Laisser le corps devenir lourd.
Cela peut paraître anodin…
mais pour le système, ce n’est pas si neutre.
C’est une invitation à relâcher le contrôle — même brièvement.
Une rencontre avec l’impermanence
On traduit śavāsana par “posture du cadavre”.
Mais au-delà du mot, il y a une expérience plus subtile.
- celle de l’arrêt
- du silence
- de l’immobilité
Comme une micro-expérience de la fin.
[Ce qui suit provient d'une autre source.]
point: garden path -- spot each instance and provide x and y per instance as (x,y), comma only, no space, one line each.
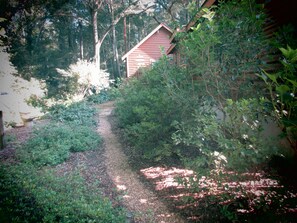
(138,199)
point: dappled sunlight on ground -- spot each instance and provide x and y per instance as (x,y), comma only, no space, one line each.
(184,192)
(166,177)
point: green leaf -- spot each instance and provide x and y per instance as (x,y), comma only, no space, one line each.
(282,89)
(272,77)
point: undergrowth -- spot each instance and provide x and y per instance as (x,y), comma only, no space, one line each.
(210,112)
(32,191)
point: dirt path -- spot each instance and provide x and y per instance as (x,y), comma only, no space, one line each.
(139,200)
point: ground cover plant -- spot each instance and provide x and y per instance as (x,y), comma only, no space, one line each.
(209,115)
(31,188)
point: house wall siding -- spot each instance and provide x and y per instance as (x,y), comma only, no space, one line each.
(148,52)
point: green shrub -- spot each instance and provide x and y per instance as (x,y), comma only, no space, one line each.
(28,195)
(77,113)
(104,96)
(52,144)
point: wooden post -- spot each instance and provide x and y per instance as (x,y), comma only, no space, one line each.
(1,131)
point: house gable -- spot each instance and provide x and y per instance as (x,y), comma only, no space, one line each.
(148,50)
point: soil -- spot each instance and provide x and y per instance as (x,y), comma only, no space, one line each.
(110,167)
(148,192)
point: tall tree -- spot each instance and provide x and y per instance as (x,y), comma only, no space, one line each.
(123,10)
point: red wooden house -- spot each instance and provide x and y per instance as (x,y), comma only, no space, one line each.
(148,50)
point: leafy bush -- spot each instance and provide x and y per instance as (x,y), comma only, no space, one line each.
(282,87)
(28,195)
(104,96)
(52,144)
(148,107)
(77,114)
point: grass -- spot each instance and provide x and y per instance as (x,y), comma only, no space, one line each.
(32,191)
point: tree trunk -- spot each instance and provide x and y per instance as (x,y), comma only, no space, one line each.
(97,43)
(116,64)
(81,43)
(125,34)
(1,131)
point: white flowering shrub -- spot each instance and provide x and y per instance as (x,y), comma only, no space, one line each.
(89,79)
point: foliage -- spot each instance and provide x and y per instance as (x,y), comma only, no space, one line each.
(282,87)
(31,195)
(80,113)
(208,113)
(53,143)
(147,109)
(31,191)
(174,112)
(89,79)
(104,95)
(236,143)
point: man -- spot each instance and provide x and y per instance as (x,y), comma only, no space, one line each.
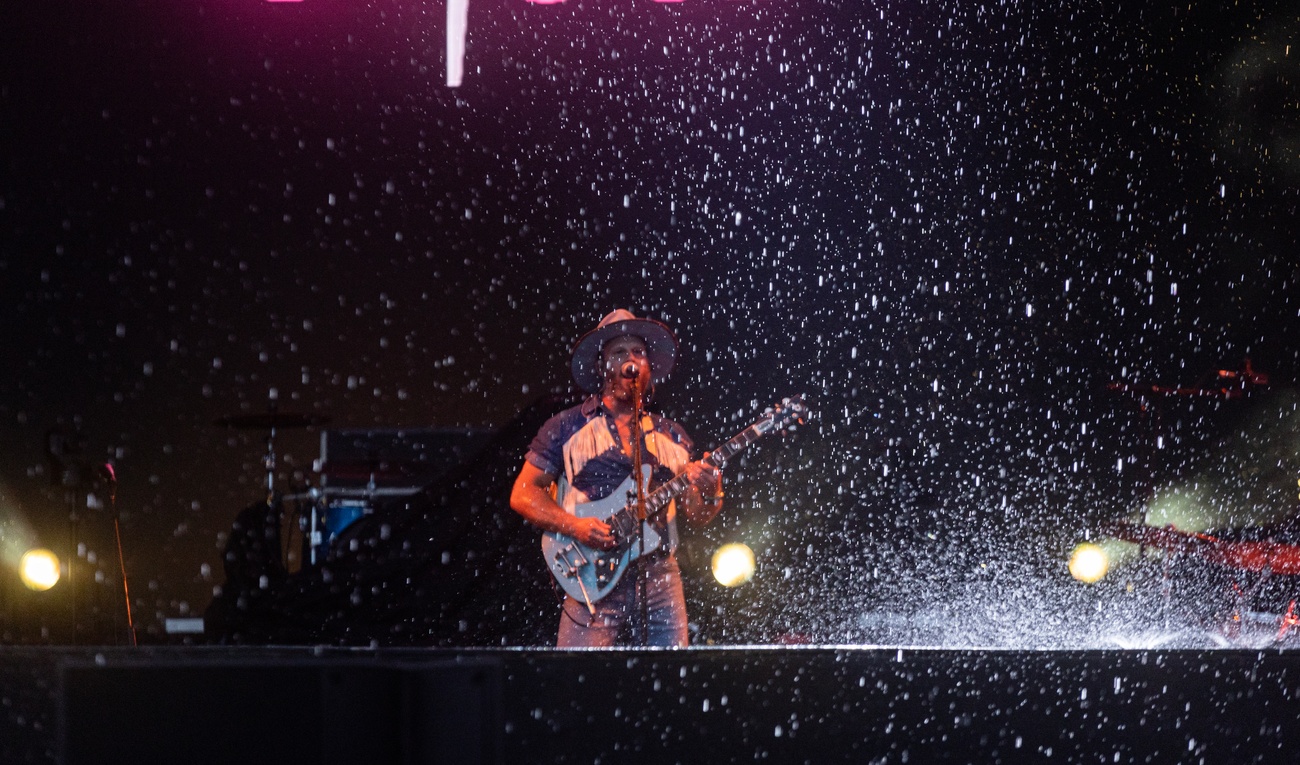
(584,453)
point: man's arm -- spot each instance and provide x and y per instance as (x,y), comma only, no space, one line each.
(703,500)
(532,498)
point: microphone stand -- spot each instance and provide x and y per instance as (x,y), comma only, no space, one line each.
(111,478)
(642,573)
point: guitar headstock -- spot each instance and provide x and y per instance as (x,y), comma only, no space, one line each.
(788,413)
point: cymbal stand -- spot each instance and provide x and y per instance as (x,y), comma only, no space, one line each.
(111,479)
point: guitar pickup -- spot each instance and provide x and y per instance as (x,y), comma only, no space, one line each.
(568,560)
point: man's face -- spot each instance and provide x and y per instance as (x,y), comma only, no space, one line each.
(619,351)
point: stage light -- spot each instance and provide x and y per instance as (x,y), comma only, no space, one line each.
(733,565)
(39,569)
(1088,562)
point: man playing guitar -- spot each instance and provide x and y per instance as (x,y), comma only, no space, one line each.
(583,456)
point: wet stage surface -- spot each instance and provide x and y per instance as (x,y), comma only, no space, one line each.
(737,704)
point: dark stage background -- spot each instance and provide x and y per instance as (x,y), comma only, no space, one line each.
(953,225)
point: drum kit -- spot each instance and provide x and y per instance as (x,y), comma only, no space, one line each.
(316,515)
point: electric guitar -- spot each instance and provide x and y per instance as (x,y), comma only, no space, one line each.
(588,574)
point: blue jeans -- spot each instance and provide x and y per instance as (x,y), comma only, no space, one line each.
(619,610)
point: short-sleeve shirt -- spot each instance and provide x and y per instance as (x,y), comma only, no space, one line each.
(581,448)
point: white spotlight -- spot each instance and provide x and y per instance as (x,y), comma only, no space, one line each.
(39,569)
(733,565)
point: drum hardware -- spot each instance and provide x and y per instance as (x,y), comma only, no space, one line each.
(271,420)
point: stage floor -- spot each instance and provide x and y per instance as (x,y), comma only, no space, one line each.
(741,704)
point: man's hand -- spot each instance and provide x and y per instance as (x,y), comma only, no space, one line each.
(705,476)
(593,532)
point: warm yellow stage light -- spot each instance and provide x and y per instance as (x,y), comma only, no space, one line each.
(39,569)
(733,565)
(1088,562)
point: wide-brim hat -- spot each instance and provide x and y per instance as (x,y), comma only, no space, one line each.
(661,348)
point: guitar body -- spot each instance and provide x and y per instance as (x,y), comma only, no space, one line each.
(588,574)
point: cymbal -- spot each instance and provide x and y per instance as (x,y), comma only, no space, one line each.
(271,419)
(362,470)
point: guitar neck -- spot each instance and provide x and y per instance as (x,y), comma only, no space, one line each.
(670,491)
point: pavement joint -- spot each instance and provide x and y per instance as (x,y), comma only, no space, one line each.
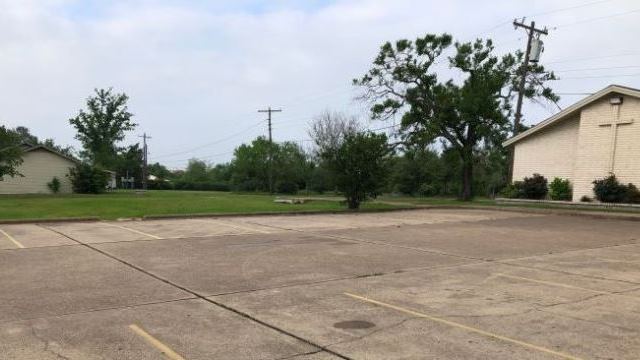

Une forme de lâcher-prise profond.
Pas quelque chose de dramatique.
Mais quelque chose de profondément apaisant quand on s’y autorise.
Certaines recherches commencent d’ailleurs à explorer śavāsana comme un espace permettant de diminuer l’anxiété liée à la mort… en apprenant à s’y relier autrement.
Et si c’était ça, le cœur de la pratique ?
Śavāsana nous apprend quelque chose d’essentiel :
- relâcher sans disparaître
- ralentir sans perdre
- être… sans faire
Et peut-être que c’est ça, au fond, le yoga.
Comment pratiquer śavāsana simplement
Il existe de nombreuses recommandations concernant les ajustements en śavāsana.
Si tu devais retenir une seule chose : relâcher complètement le corps.
Quelques repères :
- allonge-toi confortablement
- paumes tournées vers le ciel
- laisse la respiration devenir naturelle, douce et calme, comme le doux écoulement d’une rivière
- relâche progressivement chaque zone
Tu peux aussi utiliser :
- un coussin sous la tête ou les genoux
- un coussin sur les yeux (pour calmer le mental)
- une couverture pour te couvrir si tu as tendance à te refroidir
Si tu veux aller un peu plus loin dans ta pratique, tu peux porter une attention particulière à l’alignement et au support du corps.
Par exemple :
- les jambes peuvent être légèrement surélevées (sur un support) pour soulager le bas du dos
- la tête peut être soutenue si la nuque est en tension
- les bras reposent à une distance naturelle du corps (ni trop proches, ni trop éloignés)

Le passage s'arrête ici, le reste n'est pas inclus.